PHOTO ARMÉE IRANIENNE, FOURNIE PAR L’AGENCE FRANCE-PRESSE

Cette photo diffusée par l’armée iranienne montre des drones produits par l’industrie militaire iranienne et fournis à diverses milices au Moyen-Orient et à la Russie.

Les forces américaines ont planifié des frappes sur les bases aériennes et les sites de missiles iraniens en cas de conflit Iran-Israël. Un plan détaillé de cyberattaque contre l’Iran – nom de code « Nitro Zeus » – visait à neutraliser les défenses aériennes de l’Iran, ses communications et l’essentiel de son réseau électrique. Ce plan a été remisé en 2015 après que l’Iran et six autres nations ont conclu un accord sur le nucléaire. Israël s’est ostensiblement entraîné à des bombardements, simulant des attaques sur le site d’enrichissement nucléaire de Natanz et son site alternatif souterrain, appelé Fordow.

Risque d’escalade

Mais personne n’a appuyé sur la détente : ni les États-Unis ni l’Iran ne voyaient comment sortir de la spirale de frappes et de contre-attaques en cas de conflit total. Et si les responsables américains étaient certains de l’emporter, les dommages causés aux alliés des États-Unis, en particulier à Israël, étaient difficiles à imaginer. Même le président Donald Trump a abandonné un projet d’attaque.
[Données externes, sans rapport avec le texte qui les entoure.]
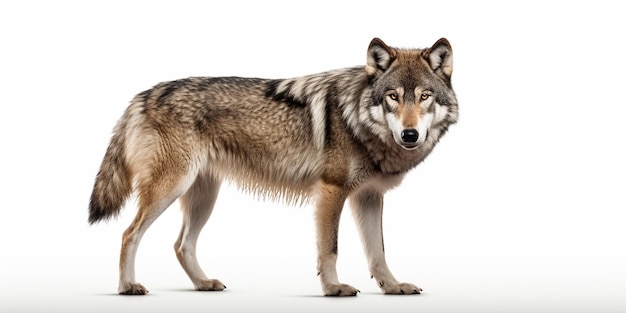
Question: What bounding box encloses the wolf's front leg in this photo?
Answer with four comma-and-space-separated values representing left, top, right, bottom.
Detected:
350, 190, 422, 294
315, 184, 359, 296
Aucune de ces considérations ne s’est reflétée dimanche dans les critiques des républicains à l’endroit de M. Biden, qui le jugent trop modéré jusqu’à présent dans sa réponse. Le chef de la minorité au Sénat, Mitch McConnell, exige d’infliger des « coûts paralysants […] non seulement aux vassaux terroristes en première ligne, mais aussi à leurs commanditaires iraniens qui portent le sang américain comme un badge d’honneur ». Le sénateur texan John Cornyn a demandé des frappes contre les Gardiens de la révolution, l’élite militaire (et responsable du programme nucléaire).

PHOTO MARINE AMÉRICAINE, FOURNIE PAR REUTERS

Le plus gros porte-avions au monde, le USS Gerald R. Ford, photographié lors d’un ravitaillement en kérosène en mer en octobre dernier. Le Ford croise actuellement à distance de frappe du Yémen et de l’Iran.
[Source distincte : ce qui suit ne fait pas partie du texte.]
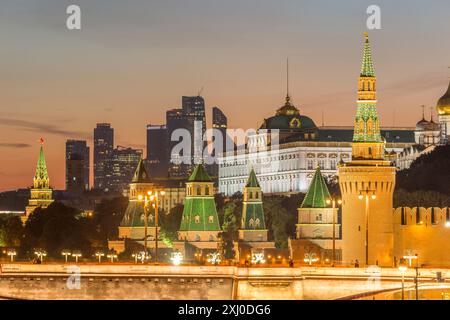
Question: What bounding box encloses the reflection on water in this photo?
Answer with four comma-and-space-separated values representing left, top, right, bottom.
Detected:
358, 287, 450, 300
« Il est peut-être temps de tuer un autre général iranien ? », a écrit sur les réseaux sociaux le représentant Daniel Crenshaw, un autre Texan, évoquant l’attaque contre Soleimani. « Ça pourrait envoyer le bon message. » M. Crenshaw a combattu en Irak et en Afghanistan, où une explosion lui a fait perdre un œil.
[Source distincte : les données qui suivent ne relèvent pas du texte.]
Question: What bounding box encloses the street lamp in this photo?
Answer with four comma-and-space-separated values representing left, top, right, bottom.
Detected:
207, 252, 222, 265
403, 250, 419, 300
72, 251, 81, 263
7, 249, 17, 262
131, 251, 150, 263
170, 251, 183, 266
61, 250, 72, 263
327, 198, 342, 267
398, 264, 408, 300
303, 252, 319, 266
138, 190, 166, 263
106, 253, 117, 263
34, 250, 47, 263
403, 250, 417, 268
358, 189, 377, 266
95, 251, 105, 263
De tels propos ont un attrait politique indéniable, surtout en cette année électorale, et M. Trump ne s’est pas gêné – sans toutefois mentionner ses propres hésitations à tuer des Iraniens et à envenimer le conflit quand il était au pouvoir. Cela étant, même les collaborateurs de Joe Biden reconnaissent que ce qu’ils ont fait jusqu’à présent n’a pas suffi à « restaurer la dissuasion », pour reprendre une expression du jargon militaire.

Mais qui faut-il dissuader ? Ce n’est pas clair. Selon le renseignement américain, l’Iran fournit des armes, des fonds et parfois des renseignements à ses vassaux, mais rien ne prouve qu’il dicte tous les coups : peut-être les Iraniens ignoraient-ils qu’une milice appelée « Axe de la résistance » – qui a revendiqué l’attaque – allait attaquer les Américains en Jordanie.

Lundi à Téhéran, le porte-parole aux Affaires étrangères Nasser Kanaani a affirmé que les milices « ne reçoivent pas d’ordres » de l’Iran et agissent de manière indépendante. C’est un argument commode, qui donne à l’Iran un certain niveau de dénégation.

Mais la rapidité avec laquelle l’Iran a voulu se distancier de la frappe au lieu de la revendiquer montre qu’agir en sous-main par milices interposées a aussi des inconvénients : l’Iran sera blâmé pour tout ce que font ses vassaux, même ce qu’il juge trop provocateur.

« C’est le risque de la guerre par procuration que mène l’Iran », dit Ray Takeyh, spécialiste de l’Iran au Council on Foreign Relations. « C’est un grand succès, mais seulement si les représailles visent juste les vassaux et non pas le territoire iranien. Aujourd’hui, on risque vraiment que la situation dérape encore plus dans la région ».

Et c’est là le défi de M. Biden aujourd’hui : en pleine campagne électorale, avec deux guerres qui font rage, il doit juguler l’Iran et ses attaques par procuration sur des Américains, sans déclencher une guerre de plus.

Cet article a été publié dans le New York Times.